In healthcare, such combinatorial improvements might be seen as system-level innovations around care provision, that combine use of emerging technologies and changes to staff roles and relationships, and methods of getting these into practice, to support improvement. The term can also be seen as raising the bar for what constitutes innovation, in that it suggests that useful innovations are likely to require both the alignment of multiple forms of change (e.g. technologies, new patient pathways) that together support improvement and that innovations need to have multiple impacts (e.g. both improved patient care and reduced cost). The local health and social care system, which is receiving considerable attention from policymakers, e.g. interest in devolution of decision-making power or authority from central government to a local or regional level (See, for example, the review by my colleague Anna Coleman et al., 2015), could be seen as a key site where such layers of support for innovation can be brought together.

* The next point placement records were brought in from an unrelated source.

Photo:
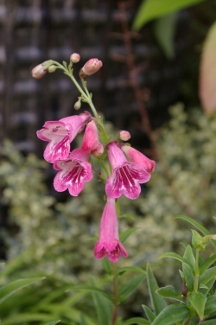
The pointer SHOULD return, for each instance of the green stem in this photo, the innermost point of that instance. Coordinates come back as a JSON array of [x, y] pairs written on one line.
[[115, 293], [196, 277]]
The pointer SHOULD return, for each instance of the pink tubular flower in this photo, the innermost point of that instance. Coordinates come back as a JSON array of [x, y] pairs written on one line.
[[126, 176], [73, 172], [90, 67], [138, 158], [60, 134], [108, 243], [91, 141]]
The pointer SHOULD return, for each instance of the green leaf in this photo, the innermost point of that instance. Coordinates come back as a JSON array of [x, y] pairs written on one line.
[[158, 303], [207, 75], [137, 321], [170, 292], [164, 30], [125, 234], [177, 257], [9, 289], [210, 306], [196, 224], [207, 263], [130, 286], [149, 314], [53, 323], [151, 9], [198, 301], [208, 275], [171, 315]]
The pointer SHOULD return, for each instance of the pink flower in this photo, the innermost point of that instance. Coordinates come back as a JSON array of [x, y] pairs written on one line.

What properties do local health and social care systems need in order to innovate?
The emphasis, to me, in describing the need to bring together different forms of improvement (e.g. technological change, new care pathways, workforce improvements) lies in recognition that the challenge of innovation is having underlying ‘capabilities’ or know-how to make use of and combine resources (e.g. technology, expertise, coordination mechanisms) in systems of care. Such capabilities are needed to enable the timely introduction of innovations and to manage their implementation into the day-to-day delivery of care.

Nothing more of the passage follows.